Informa’s Board is accountable to the Group’s shareholders for its standards of governance and is committed to the principles of corporate governance contained in the Financial Reporting Council (FRC) Corporate Governance Code.

During 2024 the Board applied the principles of the 2018 UK Corporate Governance Code (Code) which can be found on the website of the Financial Reporting Council (FRC) (frc.org.uk). The updated Code, published in January 2024, will apply to financial years beginning on or after 1 January 2025.

Throughout the year we complied with all the provisions of the Code other than provision 21 which relates to the annual evaluation of the Board, its Committees and individual Directors and, for a time, provision 24 which relates to membership of the Audit Committee.

Given changes to the Board during the year, the Board unanimously decided that the most appropriate time to conduct the next external review would be in 2025. Details of the 2024 internal evaluation are described on page 91 of the Annual Report.

For three weeks in late June and early July 2024, the period following David Flaschen’s retirement and before Maria Kyriacou’s appointment, membership of the Audit Committee fell below the minimum set out in the Code, being three independent Non-Executive Directors.  No Audit Committee meetings were held during this time.
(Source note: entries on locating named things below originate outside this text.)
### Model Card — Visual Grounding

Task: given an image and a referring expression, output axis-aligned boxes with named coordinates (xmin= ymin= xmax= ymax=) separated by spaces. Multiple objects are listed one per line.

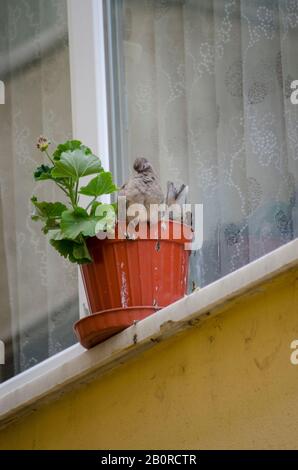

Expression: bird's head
xmin=133 ymin=157 xmax=153 ymax=173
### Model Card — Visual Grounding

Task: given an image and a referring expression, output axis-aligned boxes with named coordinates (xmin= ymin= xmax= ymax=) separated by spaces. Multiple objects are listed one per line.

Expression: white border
xmin=0 ymin=239 xmax=298 ymax=427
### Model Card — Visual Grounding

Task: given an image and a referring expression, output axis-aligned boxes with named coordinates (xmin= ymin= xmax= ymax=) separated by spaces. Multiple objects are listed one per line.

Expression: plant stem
xmin=86 ymin=196 xmax=97 ymax=211
xmin=75 ymin=179 xmax=79 ymax=205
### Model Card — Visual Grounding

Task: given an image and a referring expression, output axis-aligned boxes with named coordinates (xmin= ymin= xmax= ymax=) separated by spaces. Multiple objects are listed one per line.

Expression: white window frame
xmin=67 ymin=0 xmax=110 ymax=317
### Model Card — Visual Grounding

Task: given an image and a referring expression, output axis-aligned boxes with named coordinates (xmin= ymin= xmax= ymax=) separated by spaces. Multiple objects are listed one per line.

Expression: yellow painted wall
xmin=0 ymin=270 xmax=298 ymax=449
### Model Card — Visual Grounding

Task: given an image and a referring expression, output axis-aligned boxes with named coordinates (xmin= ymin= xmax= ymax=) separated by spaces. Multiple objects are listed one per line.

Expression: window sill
xmin=0 ymin=239 xmax=298 ymax=427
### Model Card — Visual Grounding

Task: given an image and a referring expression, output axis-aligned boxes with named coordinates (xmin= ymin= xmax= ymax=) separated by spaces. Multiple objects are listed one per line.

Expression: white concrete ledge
xmin=0 ymin=239 xmax=298 ymax=427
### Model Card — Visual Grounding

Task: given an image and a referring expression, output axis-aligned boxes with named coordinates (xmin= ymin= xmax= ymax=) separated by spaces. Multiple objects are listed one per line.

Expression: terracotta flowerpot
xmin=75 ymin=221 xmax=192 ymax=348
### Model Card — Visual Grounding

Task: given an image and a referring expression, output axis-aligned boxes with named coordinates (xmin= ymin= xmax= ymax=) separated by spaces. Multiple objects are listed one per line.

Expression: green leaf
xmin=31 ymin=196 xmax=67 ymax=220
xmin=61 ymin=207 xmax=98 ymax=240
xmin=34 ymin=165 xmax=53 ymax=181
xmin=52 ymin=150 xmax=102 ymax=181
xmin=79 ymin=171 xmax=118 ymax=197
xmin=53 ymin=140 xmax=92 ymax=160
xmin=50 ymin=238 xmax=92 ymax=264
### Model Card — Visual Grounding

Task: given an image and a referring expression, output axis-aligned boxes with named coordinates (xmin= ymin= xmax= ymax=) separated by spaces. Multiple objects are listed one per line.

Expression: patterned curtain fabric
xmin=114 ymin=0 xmax=298 ymax=286
xmin=0 ymin=0 xmax=79 ymax=381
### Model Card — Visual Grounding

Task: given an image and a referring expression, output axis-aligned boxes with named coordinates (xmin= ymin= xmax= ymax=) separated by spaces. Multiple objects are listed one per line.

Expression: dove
xmin=118 ymin=157 xmax=164 ymax=230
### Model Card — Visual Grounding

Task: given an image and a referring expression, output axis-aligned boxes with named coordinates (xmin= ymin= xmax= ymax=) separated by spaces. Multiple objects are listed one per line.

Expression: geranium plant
xmin=31 ymin=137 xmax=118 ymax=264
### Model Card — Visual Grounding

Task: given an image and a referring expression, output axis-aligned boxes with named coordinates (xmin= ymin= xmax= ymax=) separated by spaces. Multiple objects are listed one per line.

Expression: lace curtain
xmin=113 ymin=0 xmax=298 ymax=286
xmin=0 ymin=0 xmax=79 ymax=381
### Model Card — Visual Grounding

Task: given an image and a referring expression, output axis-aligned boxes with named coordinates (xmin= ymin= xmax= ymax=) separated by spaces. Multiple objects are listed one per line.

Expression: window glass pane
xmin=0 ymin=0 xmax=79 ymax=381
xmin=107 ymin=0 xmax=298 ymax=286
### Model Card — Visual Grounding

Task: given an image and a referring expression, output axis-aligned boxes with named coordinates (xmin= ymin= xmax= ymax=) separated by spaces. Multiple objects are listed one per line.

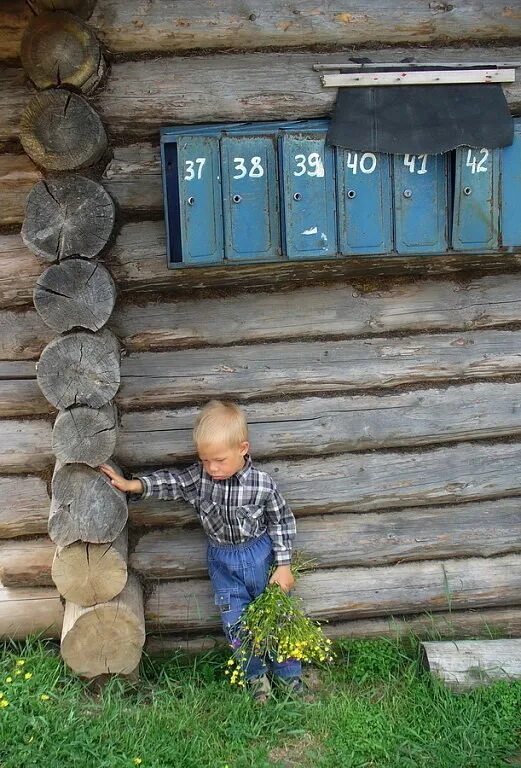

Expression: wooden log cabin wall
xmin=0 ymin=0 xmax=521 ymax=674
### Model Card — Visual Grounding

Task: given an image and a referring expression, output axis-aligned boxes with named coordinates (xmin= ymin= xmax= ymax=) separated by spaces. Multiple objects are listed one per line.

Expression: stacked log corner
xmin=15 ymin=7 xmax=145 ymax=678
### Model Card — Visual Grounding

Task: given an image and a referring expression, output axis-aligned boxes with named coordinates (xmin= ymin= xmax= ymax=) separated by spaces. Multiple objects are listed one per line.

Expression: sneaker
xmin=248 ymin=675 xmax=271 ymax=704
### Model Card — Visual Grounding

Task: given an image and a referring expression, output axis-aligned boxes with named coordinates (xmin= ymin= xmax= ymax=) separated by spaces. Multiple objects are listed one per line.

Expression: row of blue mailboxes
xmin=161 ymin=120 xmax=521 ymax=267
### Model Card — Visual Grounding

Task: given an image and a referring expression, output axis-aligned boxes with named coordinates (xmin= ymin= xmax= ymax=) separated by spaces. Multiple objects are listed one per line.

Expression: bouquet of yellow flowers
xmin=226 ymin=562 xmax=333 ymax=685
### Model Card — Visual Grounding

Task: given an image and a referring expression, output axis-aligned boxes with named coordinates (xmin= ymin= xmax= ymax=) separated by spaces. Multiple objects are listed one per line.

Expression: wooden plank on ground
xmin=0 ymin=475 xmax=50 ymax=539
xmin=145 ymin=555 xmax=521 ymax=632
xmin=423 ymin=638 xmax=521 ymax=691
xmin=146 ymin=607 xmax=521 ymax=654
xmin=117 ymin=330 xmax=521 ymax=410
xmin=130 ymin=498 xmax=521 ymax=579
xmin=116 ymin=382 xmax=521 ymax=467
xmin=129 ymin=443 xmax=521 ymax=525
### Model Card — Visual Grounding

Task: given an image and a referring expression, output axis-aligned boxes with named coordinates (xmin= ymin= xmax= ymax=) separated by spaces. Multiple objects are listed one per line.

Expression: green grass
xmin=0 ymin=639 xmax=521 ymax=768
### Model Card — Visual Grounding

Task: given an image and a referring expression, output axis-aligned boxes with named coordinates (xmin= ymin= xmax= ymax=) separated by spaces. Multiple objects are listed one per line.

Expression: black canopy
xmin=327 ymin=83 xmax=514 ymax=154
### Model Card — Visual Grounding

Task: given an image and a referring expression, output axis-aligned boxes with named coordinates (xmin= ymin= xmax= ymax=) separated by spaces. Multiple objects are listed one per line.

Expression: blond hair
xmin=193 ymin=400 xmax=248 ymax=447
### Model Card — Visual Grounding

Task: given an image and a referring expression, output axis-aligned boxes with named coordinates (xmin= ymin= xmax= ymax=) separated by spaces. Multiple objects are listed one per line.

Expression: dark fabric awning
xmin=327 ymin=83 xmax=514 ymax=154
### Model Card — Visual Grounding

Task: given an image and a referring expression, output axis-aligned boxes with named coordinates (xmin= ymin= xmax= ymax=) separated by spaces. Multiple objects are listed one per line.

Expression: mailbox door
xmin=394 ymin=155 xmax=448 ymax=253
xmin=501 ymin=120 xmax=521 ymax=245
xmin=170 ymin=136 xmax=223 ymax=264
xmin=221 ymin=136 xmax=281 ymax=260
xmin=280 ymin=131 xmax=337 ymax=259
xmin=452 ymin=147 xmax=499 ymax=251
xmin=336 ymin=149 xmax=392 ymax=255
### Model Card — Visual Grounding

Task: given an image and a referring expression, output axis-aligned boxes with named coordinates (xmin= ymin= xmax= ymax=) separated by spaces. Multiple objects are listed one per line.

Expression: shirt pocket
xmin=233 ymin=504 xmax=265 ymax=538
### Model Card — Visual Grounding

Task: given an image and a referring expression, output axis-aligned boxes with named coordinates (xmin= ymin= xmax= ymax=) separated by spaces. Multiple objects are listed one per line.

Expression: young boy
xmin=100 ymin=400 xmax=302 ymax=701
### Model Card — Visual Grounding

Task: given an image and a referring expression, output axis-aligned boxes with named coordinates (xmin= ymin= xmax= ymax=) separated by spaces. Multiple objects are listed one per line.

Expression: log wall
xmin=0 ymin=0 xmax=521 ymax=650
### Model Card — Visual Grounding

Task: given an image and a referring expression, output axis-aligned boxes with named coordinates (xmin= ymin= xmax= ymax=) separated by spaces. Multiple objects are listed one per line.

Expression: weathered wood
xmin=115 ymin=383 xmax=521 ymax=467
xmin=5 ymin=221 xmax=520 ymax=308
xmin=0 ymin=379 xmax=52 ymax=418
xmin=117 ymin=330 xmax=521 ymax=410
xmin=49 ymin=463 xmax=127 ymax=547
xmin=0 ymin=419 xmax=54 ymax=474
xmin=0 ymin=476 xmax=49 ymax=539
xmin=51 ymin=529 xmax=128 ymax=606
xmin=0 ymin=235 xmax=46 ymax=308
xmin=0 ymin=537 xmax=56 ymax=587
xmin=20 ymin=9 xmax=106 ymax=94
xmin=61 ymin=575 xmax=145 ymax=678
xmin=9 ymin=270 xmax=521 ymax=360
xmin=21 ymin=174 xmax=115 ymax=261
xmin=93 ymin=48 xmax=521 ymax=140
xmin=0 ymin=586 xmax=63 ymax=640
xmin=130 ymin=443 xmax=521 ymax=525
xmin=145 ymin=555 xmax=521 ymax=632
xmin=0 ymin=0 xmax=519 ymax=59
xmin=130 ymin=499 xmax=521 ymax=579
xmin=52 ymin=403 xmax=117 ymax=467
xmin=37 ymin=329 xmax=120 ymax=408
xmin=4 ymin=47 xmax=521 ymax=146
xmin=0 ymin=153 xmax=42 ymax=225
xmin=20 ymin=88 xmax=107 ymax=171
xmin=27 ymin=0 xmax=96 ymax=19
xmin=145 ymin=608 xmax=521 ymax=654
xmin=423 ymin=639 xmax=521 ymax=691
xmin=34 ymin=259 xmax=116 ymax=332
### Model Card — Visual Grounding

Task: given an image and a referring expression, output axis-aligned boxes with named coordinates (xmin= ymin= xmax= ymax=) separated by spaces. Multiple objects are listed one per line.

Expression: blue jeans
xmin=208 ymin=533 xmax=302 ymax=680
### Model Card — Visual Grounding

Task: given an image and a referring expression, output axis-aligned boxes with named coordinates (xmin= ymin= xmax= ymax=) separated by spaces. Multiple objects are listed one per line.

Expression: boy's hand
xmin=99 ymin=464 xmax=143 ymax=493
xmin=270 ymin=565 xmax=295 ymax=592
The Audit Committee has been provided with suitable supporting material to review the Annual Report and, in accordance with the 2018 Code, has provided assurances for the Board to confirm that the Annual Report, taken as a whole, is fair, balanced and understandable. The Board also confirms that the Annual Report contains sufficient information for Shareholders to assess the Company’s position, performance, business model and strategy.

The schedule that sets out the matters which must be considered or approved by the Board of Informa PLC or delegated by it to one of its Committees can be found in the Matters Reserved for the Board (pdf).